Burswood bounces back

PERTH’S dedicated convention and exhibition centre is guaranteed to be built in the Perth CBD and it is to include a soccer and rugby stadium.

Burswood International Resort and Casino, the only bidder proposing a site outside the CBD, has been excluded from the short list of preferred tenderers for the project.

However, a Burswood spokeswoman said the resort would continue with its $75 million expansion, which includes an enlarged convention centre.

Burswood’s bigger convention facilities will be able to cater to conventions with up to 1,800 delegates.

Construction on the project is due to begin in January and be completed in 2001.

The shortlisted applicants for the Perth Convention and Exhibition Centre all expect to have the project finished by the first half of 2002.

The fact Burswood will have its centre finished first is a source of hope to the Town of Victoria Park.

Burswood is the town’s biggest ratepayer and its exclusion from the shortlist has disappointed the council.

Town of Victoria Park CEO John Bonker said Burswood’s ability to move first might still rule out the three bidders.

Perth Convention Bureau chairman Richard Campbell said the resort still had a major role to play in the marketing of WA as a convention destination.

He said Burswood and the dedicated convention centre would complement each other and increase Perth’s appeal as a destination.

“Really, both venues will appeal to different groups,” he said.

“The convention centre is more likely to appeal to educational, academic, government and religious organisations who traditionally would not use a venue that incorporates a casino.

“However, there are many other groups such as mining and corporate organisations that find a resort and casino complex more attractive for their delegates.”

The argument now is whether the convention centre will be built on a Northbridge site adjacent to Welling-ton Street or on the Perth Busport.

Many in the local convention industry seem to prefer the Northbridge site.

The Perth City Council also wants the Northbridge site which encompasses the area from west of the Horseshoe Bridge to the Mitchell Freeway.
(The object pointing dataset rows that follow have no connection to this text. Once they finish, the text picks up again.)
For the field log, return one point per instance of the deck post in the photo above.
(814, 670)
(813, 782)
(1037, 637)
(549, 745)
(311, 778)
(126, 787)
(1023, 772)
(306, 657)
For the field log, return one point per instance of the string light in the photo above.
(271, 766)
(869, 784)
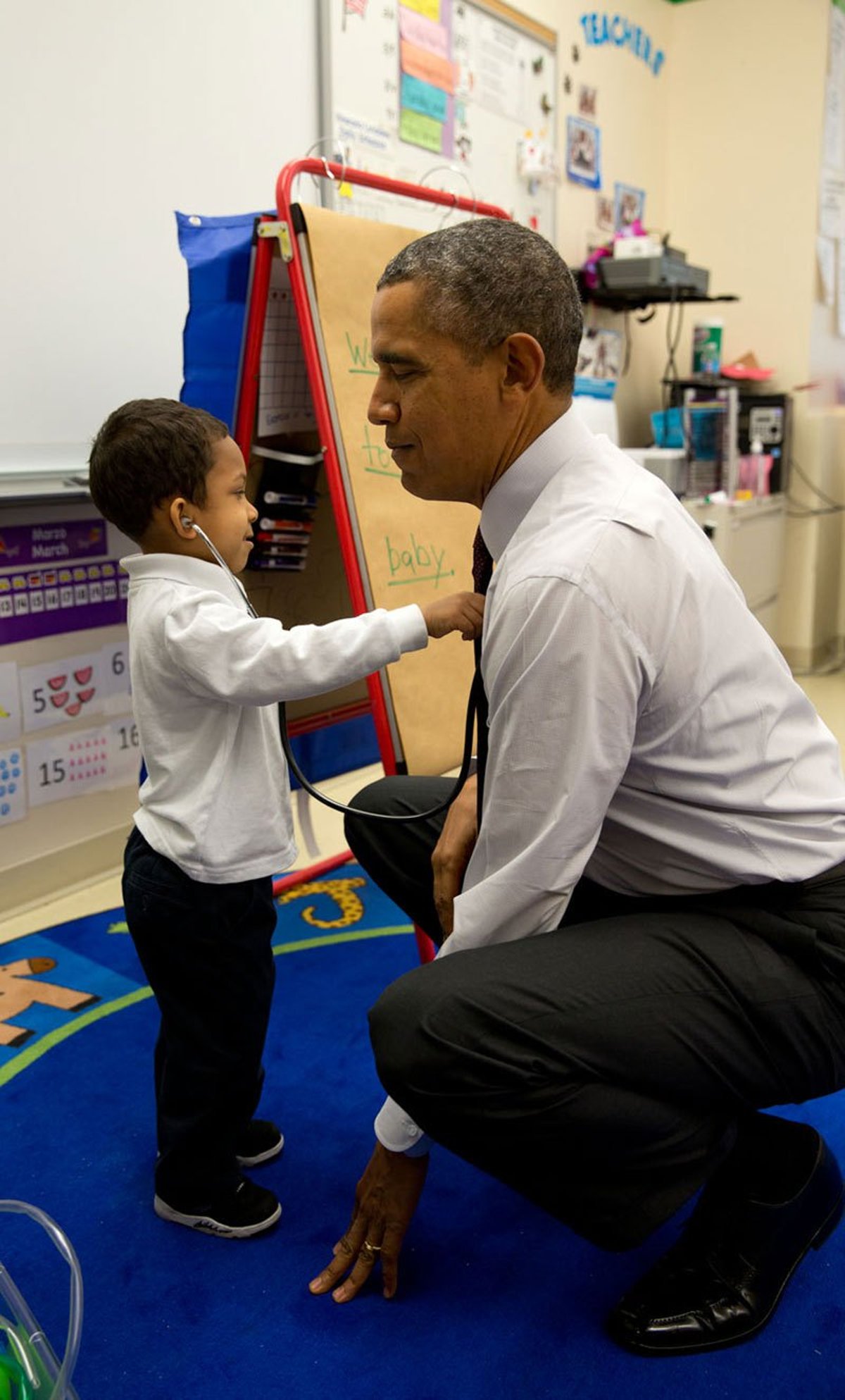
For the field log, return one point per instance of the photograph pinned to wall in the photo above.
(584, 164)
(629, 205)
(599, 361)
(605, 213)
(587, 100)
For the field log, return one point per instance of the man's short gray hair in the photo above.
(489, 279)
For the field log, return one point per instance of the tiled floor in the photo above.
(827, 693)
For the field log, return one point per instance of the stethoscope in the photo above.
(283, 724)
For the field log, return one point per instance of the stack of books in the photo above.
(286, 502)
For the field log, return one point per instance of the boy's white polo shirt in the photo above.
(206, 679)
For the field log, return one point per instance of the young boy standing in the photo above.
(214, 821)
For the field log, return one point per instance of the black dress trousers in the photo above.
(603, 1069)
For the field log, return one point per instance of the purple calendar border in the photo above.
(77, 618)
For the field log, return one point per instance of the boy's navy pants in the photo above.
(208, 954)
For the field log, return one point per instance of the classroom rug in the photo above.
(494, 1298)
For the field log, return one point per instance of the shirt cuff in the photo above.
(398, 1133)
(409, 626)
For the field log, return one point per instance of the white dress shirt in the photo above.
(644, 729)
(206, 679)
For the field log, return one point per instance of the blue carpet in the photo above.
(496, 1299)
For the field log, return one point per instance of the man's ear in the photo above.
(525, 363)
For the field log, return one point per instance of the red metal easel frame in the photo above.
(283, 230)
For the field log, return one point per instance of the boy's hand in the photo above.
(458, 612)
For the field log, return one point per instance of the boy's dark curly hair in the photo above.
(146, 451)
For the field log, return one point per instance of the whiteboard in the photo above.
(442, 93)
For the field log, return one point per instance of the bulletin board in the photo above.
(409, 550)
(442, 93)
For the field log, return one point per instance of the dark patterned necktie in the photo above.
(482, 576)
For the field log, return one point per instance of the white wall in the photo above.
(113, 115)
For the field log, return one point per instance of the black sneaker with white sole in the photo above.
(242, 1211)
(261, 1143)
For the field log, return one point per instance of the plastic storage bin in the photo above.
(28, 1365)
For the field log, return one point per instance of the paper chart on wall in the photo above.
(13, 791)
(284, 397)
(72, 688)
(70, 764)
(58, 690)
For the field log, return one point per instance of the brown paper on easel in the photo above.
(413, 550)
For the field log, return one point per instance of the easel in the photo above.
(282, 230)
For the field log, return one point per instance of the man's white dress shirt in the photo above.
(644, 729)
(206, 679)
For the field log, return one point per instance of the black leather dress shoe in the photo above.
(722, 1282)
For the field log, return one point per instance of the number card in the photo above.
(10, 702)
(59, 690)
(115, 689)
(13, 794)
(68, 766)
(125, 752)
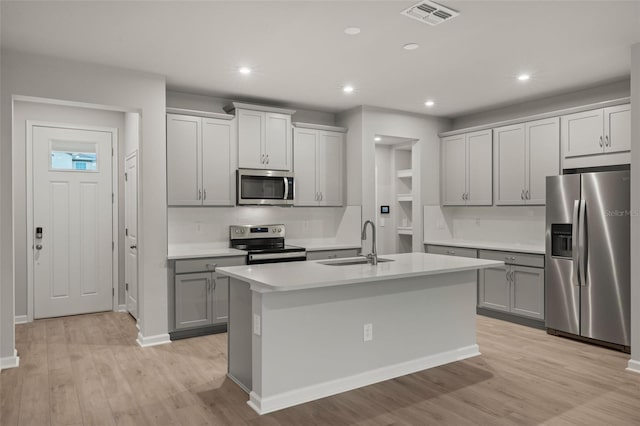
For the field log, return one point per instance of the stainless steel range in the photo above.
(264, 244)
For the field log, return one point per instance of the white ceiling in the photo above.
(301, 56)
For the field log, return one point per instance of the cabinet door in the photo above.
(543, 159)
(184, 186)
(330, 165)
(193, 300)
(582, 133)
(278, 141)
(220, 298)
(509, 163)
(251, 128)
(479, 166)
(453, 170)
(617, 130)
(493, 289)
(304, 166)
(218, 162)
(527, 292)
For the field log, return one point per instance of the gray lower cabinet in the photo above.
(513, 288)
(332, 254)
(200, 302)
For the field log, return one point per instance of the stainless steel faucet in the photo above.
(372, 257)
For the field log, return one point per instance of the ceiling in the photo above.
(301, 56)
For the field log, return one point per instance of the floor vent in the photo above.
(430, 13)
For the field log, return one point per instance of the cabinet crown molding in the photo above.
(239, 105)
(319, 127)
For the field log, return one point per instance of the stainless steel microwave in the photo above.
(265, 187)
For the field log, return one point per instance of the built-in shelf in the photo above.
(405, 230)
(406, 173)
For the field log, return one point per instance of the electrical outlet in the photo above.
(368, 332)
(257, 325)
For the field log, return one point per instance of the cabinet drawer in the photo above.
(513, 258)
(452, 251)
(207, 264)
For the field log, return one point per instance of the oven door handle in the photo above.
(269, 256)
(286, 188)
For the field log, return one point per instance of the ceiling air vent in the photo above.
(430, 13)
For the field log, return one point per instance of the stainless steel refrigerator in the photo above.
(587, 260)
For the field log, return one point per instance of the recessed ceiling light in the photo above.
(347, 89)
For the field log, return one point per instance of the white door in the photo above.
(479, 161)
(509, 146)
(330, 166)
(72, 206)
(131, 233)
(454, 173)
(304, 166)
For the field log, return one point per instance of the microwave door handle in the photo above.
(286, 188)
(575, 274)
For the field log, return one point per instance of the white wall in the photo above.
(304, 225)
(22, 112)
(54, 78)
(600, 93)
(634, 363)
(213, 104)
(385, 196)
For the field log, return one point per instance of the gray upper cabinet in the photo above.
(524, 155)
(200, 161)
(467, 169)
(319, 167)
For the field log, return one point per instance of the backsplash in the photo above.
(522, 224)
(330, 225)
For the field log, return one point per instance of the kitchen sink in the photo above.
(348, 262)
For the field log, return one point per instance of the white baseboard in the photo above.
(633, 366)
(10, 361)
(322, 390)
(159, 339)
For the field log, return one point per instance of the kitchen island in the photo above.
(301, 331)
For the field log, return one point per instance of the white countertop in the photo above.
(199, 250)
(490, 245)
(306, 275)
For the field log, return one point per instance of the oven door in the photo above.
(293, 256)
(265, 187)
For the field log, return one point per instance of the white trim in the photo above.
(10, 361)
(158, 339)
(319, 127)
(534, 117)
(322, 390)
(197, 113)
(633, 366)
(30, 124)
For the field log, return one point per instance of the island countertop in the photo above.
(312, 274)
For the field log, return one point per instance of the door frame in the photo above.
(114, 206)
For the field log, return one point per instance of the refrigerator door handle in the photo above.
(575, 274)
(582, 246)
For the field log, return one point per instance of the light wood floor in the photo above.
(88, 370)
Building the centre there would probably require the sinking of the Perth to Fremantle railway line, which would once again reunite Northbridge with the CBD.

Building the convention centre at the Busport would have the disadvantage of removing 1,340 well-patronised car bays.

The shortlist to build the convention centre comprises Leighton Contractors, a consortium of Multiplex Constructions and Accor Asia Pacific Limited, and a consortium of Lend Lease Corporation, John Holland Group, the Seven Network and Compass/Eurest Aust-ralian/Convex WA.

The WA Government has set aside $110 million plus a land component for the successful bidder, expected to be announced by March 2000.

In return it wants a centre capable of catering for up to 2,500 delegates with a separate 2,500-person banquet facility, twelve to fourteen breakout rooms with a total capacity of 2,500 people, 20,000 square metres of exhibition space, a minimum of 600 car parking bays, a stand-alone theatre and a 19,000-seat soccer and rugby stadium.

The new centre is expected to be worth an additional $2.2 billion to the WA economy in its first ten years.

It is also expected to create an extra 600 full and part-time operational positions when it is completed.

The lack of a convention centre has been a concern for Perth. The recent loss of the American Federation of Travel Agents conference to Honolulu has largely been blamed on the lack of a facility of suitable size to cater for such a large convention.